Hacker News new | ask | show | jobs
by babahoyo 2864 days ago
Julia is increasingly becoming better than R and Stata for data cleaning. Many of its metaprogramming tools beat `dplyr` in syntax and features. So if the data-cleaning to regression stack (which i would guess is different than scientific computing) is your thing, then i would recommend trying Julia out.
2 comments

Early on (as a heavy Stata and Python user) I tried Julia and got quite discouraged by its messy treatment of missing values (and weights, etc). I've also tried R but also found lots of inconsistencies, so not enough reason to switch, besides when plotting nice graphs.

But I would say Julia is increasingly getting there. Comparable packages are WAY easier to write in Julia than in Stata/Mata, while being faster, so any gaps will keep disappearing in the next hears.

you were somehow satisfied with the way stata handles missing values???

    gen x = y if z > 4 // headaches abound
Julia's missing value support is great now and is only going to get better. You have to be more careful with how you use them, but you won't get anything like the output above in julia.

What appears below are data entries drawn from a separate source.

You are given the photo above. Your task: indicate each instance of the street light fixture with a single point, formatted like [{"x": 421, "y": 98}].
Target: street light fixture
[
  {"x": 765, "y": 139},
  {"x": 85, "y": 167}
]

* For reference, stata uses +Inf as missing value, so any operation with "greater then" is going to assign missing values to something. And yes, there have research papers retracted due to this behavior.

One of my least favorite quirks of Stata
Did you see how Julia does missing values now?

https://julialang.org/blog/2018/06/missing

Could you give some examples of how dplyr-based data cleaning code would look in modern julia?
Check out DataFramesMeta, which unfortunately isn't working on 1.0 yet. They have basically a 1-1 matching of `dplyr` verbs to julia versions.

I don't think a standardized and idiomatic data-cleaning process has been established yet, which is for the best right now. There is `JuliaDBMeta` for metaprogramming with JuliaDB tables, and the `Queryverse` for working with a wide array of objects.

One way that Julia's metaprogramming shines is with the ability to go into the AST and replace symbols, enabling local scopes that are more readable than other scopes. One workflow I'm excited to experiment with is something like this

    @as my_long_dataset d begin # make d = my_long_dataset in this scope
    @with d begin 
    t = :x1 + :x2 + x3 # these symbols are arrays inside this @with scope
    d.new_var = t # assign the variable
    end
    end
Of course, with the `@as` macro you probably don't save that many keystrokes if you are just doing `d.x` or `d[:x1, :x2]`... The ecosystem is still evolving but the point is that I like how you can replicate something like `attach` scoping in R without all the headaches. I think it makes a cleaning script feel more like you are only working with the data you care about.